For many years, this guitar has been part of Beatles mythology as its whereabouts have, until now, remained a mystery. The guitar was used by both John Lennon and George Harrison during a key period in the group's history in 1967.
Harrison is pictured playing this guitar at West Malling aerodrome in Kent during rehearsals for the filming of I Am The Walrus, for Magical Mystery Tour, 18th - 24th September, 1967 [see Beat Instrumental, November, 1967, p.24]. Apparently, Lennon also played this guitar on the same occasion although so far, no photographic evidence has come to light to support this. Later that year, on 10th November, 1967, the Beatles hired the Saville Theatre in London for the filming of the promotional video for Hello Goodbye, and there are pictures of Lennon playing the Vox [see http://www.thecanteen.com/lennon9.html], although in the final footage he is seen using his Martin D-28.

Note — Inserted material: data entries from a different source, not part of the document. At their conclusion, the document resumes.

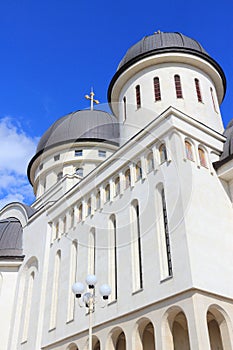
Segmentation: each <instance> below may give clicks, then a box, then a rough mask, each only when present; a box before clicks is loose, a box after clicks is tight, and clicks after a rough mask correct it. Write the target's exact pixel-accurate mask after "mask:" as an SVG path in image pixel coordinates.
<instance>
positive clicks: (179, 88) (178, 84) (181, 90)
mask: <svg viewBox="0 0 233 350" xmlns="http://www.w3.org/2000/svg"><path fill="white" fill-rule="evenodd" d="M174 81H175V89H176V97H177V98H183V93H182V87H181V80H180V76H179V75H178V74H176V75H175V76H174Z"/></svg>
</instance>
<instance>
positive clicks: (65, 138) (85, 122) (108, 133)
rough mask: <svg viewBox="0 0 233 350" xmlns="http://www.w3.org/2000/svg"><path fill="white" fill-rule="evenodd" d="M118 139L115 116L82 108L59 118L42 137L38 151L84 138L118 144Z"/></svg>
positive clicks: (39, 141) (44, 133)
mask: <svg viewBox="0 0 233 350" xmlns="http://www.w3.org/2000/svg"><path fill="white" fill-rule="evenodd" d="M118 139H119V126H118V124H117V120H116V119H115V117H114V116H112V115H111V114H109V113H107V112H104V111H98V110H93V111H92V110H82V111H76V112H73V113H70V114H67V115H65V116H64V117H62V118H60V119H58V120H57V121H56V122H55V123H54V124H53V125H52V126H51V127H50V128H49V129H48V130H47V131H46V132H45V133H44V135H43V136H42V137H41V139H40V141H39V144H38V146H37V151H36V152H37V154H38V153H40V152H42V151H44V150H45V149H47V148H51V147H54V146H56V145H59V144H62V143H68V142H76V141H82V140H83V141H85V140H98V141H102V142H110V143H114V144H118Z"/></svg>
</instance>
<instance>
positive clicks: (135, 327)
mask: <svg viewBox="0 0 233 350" xmlns="http://www.w3.org/2000/svg"><path fill="white" fill-rule="evenodd" d="M133 339H134V344H133V346H134V348H135V349H137V350H155V331H154V326H153V323H152V321H151V320H150V319H149V318H147V317H143V318H141V319H139V320H138V321H137V323H136V327H135V336H134V337H133Z"/></svg>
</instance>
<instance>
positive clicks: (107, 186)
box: [105, 184, 110, 202]
mask: <svg viewBox="0 0 233 350" xmlns="http://www.w3.org/2000/svg"><path fill="white" fill-rule="evenodd" d="M109 201H110V185H109V184H107V185H106V186H105V202H109Z"/></svg>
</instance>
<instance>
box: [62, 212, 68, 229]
mask: <svg viewBox="0 0 233 350" xmlns="http://www.w3.org/2000/svg"><path fill="white" fill-rule="evenodd" d="M62 223H63V233H66V231H67V227H66V226H67V219H66V215H65V216H64V218H63V220H62Z"/></svg>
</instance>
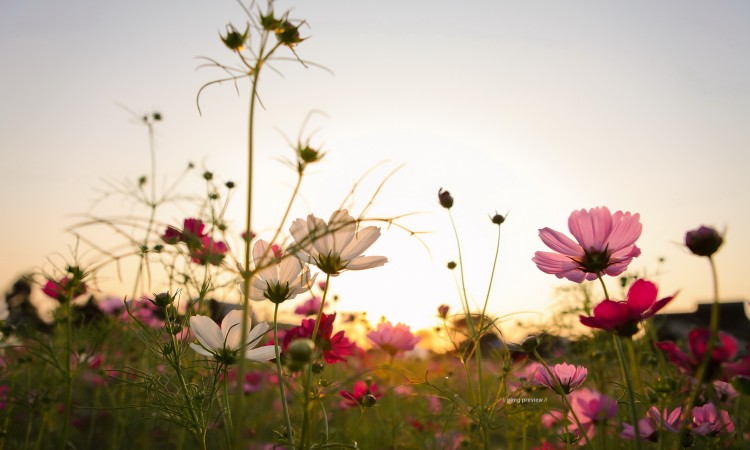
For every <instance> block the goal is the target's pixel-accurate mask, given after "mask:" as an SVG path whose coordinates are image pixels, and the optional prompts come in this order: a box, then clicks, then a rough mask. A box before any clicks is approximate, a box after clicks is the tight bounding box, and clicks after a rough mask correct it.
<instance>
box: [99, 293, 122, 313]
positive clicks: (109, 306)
mask: <svg viewBox="0 0 750 450" xmlns="http://www.w3.org/2000/svg"><path fill="white" fill-rule="evenodd" d="M98 305H99V309H100V310H101V311H102V312H103V313H104V314H107V315H115V314H118V313H119V312H120V311H122V310H123V309H125V301H124V300H123V299H121V298H120V297H107V298H105V299H104V300H102V301H100V302H99V304H98Z"/></svg>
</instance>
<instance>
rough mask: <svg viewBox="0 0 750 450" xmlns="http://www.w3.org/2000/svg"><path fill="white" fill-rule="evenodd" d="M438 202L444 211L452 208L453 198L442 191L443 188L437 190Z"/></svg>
mask: <svg viewBox="0 0 750 450" xmlns="http://www.w3.org/2000/svg"><path fill="white" fill-rule="evenodd" d="M438 201H439V202H440V206H442V207H443V208H445V209H450V208H451V207H452V206H453V196H451V193H450V192H448V191H444V190H443V188H440V190H438Z"/></svg>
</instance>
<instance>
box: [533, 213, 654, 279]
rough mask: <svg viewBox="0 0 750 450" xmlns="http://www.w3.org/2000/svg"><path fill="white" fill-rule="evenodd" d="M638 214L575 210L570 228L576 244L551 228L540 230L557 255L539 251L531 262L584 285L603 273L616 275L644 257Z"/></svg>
mask: <svg viewBox="0 0 750 450" xmlns="http://www.w3.org/2000/svg"><path fill="white" fill-rule="evenodd" d="M639 218H640V216H639V215H638V214H631V213H629V212H622V211H617V212H616V213H614V214H611V213H610V212H609V209H607V207H606V206H602V207H599V208H592V209H590V210H588V211H586V210H585V209H581V210H578V211H573V212H572V213H571V214H570V217H569V218H568V228H569V229H570V233H571V234H572V235H573V237H575V238H576V241H578V242H576V241H573V240H572V239H570V238H569V237H567V236H565V235H564V234H562V233H560V232H558V231H555V230H552V229H550V228H542V229H540V230H539V237H540V238H541V239H542V242H544V243H545V245H547V247H549V248H551V249H552V250H554V252H536V254H535V256H534V257H533V258H532V259H531V260H532V261H534V263H536V265H537V267H538V268H539V270H541V271H542V272H544V273H549V274H553V275H555V276H556V277H557V278H567V279H568V280H570V281H574V282H576V283H581V282H583V280H594V279H596V278H597V277H598V276H599V274H600V273H602V274H606V275H610V276H617V275H620V274H621V273H623V272H624V271H625V269H626V268H627V267H628V264H630V261H632V260H633V258H635V257H637V256H639V255H640V254H641V250H640V249H639V248H638V247H636V246H635V241H636V240H637V239H638V238H639V237H640V235H641V229H642V227H641V223H640V221H639Z"/></svg>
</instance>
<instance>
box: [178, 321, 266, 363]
mask: <svg viewBox="0 0 750 450" xmlns="http://www.w3.org/2000/svg"><path fill="white" fill-rule="evenodd" d="M247 320H248V333H247V338H246V339H245V342H246V343H247V346H246V347H245V351H244V352H241V351H240V350H241V349H240V346H241V345H242V331H241V330H242V311H239V310H235V311H232V312H230V313H229V314H227V315H226V317H224V320H222V321H221V328H219V325H217V324H216V322H214V321H213V319H211V318H210V317H207V316H201V315H195V316H192V317H191V318H190V328H191V329H192V331H193V334H195V337H196V339H198V342H199V344H194V343H191V344H190V347H191V348H192V349H193V350H195V351H196V352H198V353H200V354H201V355H203V356H208V357H210V358H214V359H216V360H218V361H222V362H226V363H232V362H234V360H235V359H236V357H239V356H244V357H245V358H247V359H249V360H252V361H268V360H271V359H273V358H275V357H276V354H275V348H274V346H273V345H268V346H263V347H259V348H255V346H257V345H258V344H259V343H260V340H261V339H262V338H263V336H264V335H265V333H266V332H267V331H268V329H269V326H268V324H267V323H259V324H258V325H256V326H255V328H251V327H250V325H251V324H250V319H249V318H248V319H247Z"/></svg>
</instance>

The date on the plaque attached to the back of the guitar is Alexis Mardas's birthday. According to Mr Mardas, the guitar was a gift from Lennon and the plaque records the date of Mr Mardas's birthday earlier in 1967, rather than the date the guitar was given to him.
The body of this guitar was hand-crafted by Mike Bennett who worked at Vox in the 1960s. The electronics are the work of Dick Denney. Mr Bennett has inspected this guitar and has confirmed that it is the one he made in 1966. According to Mr Bennett, he received a verbal instruction from Tom Jennings (of Jennings Musical Industries Ltd., parent company to Vox) to...create something different in style to anything currently on the market, and that the guitar was a commission for George Harrison. Mr Denney's account however has the guitar as a speculative prototype, sent to the Beatles in the hope that either John or George would use it, thus encouraging orders for the new model.
The history of the guitar is somewhat complex. In an interview with Andy Babiuk for his book Beatles Gear, Mr Denney recalled that two Vox Kensington models were made. Mr Bennett however, recalls only one being made, and, according to him, the guitar pictured in Beat Instrumental magazine, October, 1966, on the Vox stand at the U.K. Music Trade Show at the Russell Hotel, without the push buttons on the body, is in fact the guitar in this Lot. Mr Bennett believes that the guitar was returned to Vox at some point after the Trade Show for the addition of the Special Effects push buttons.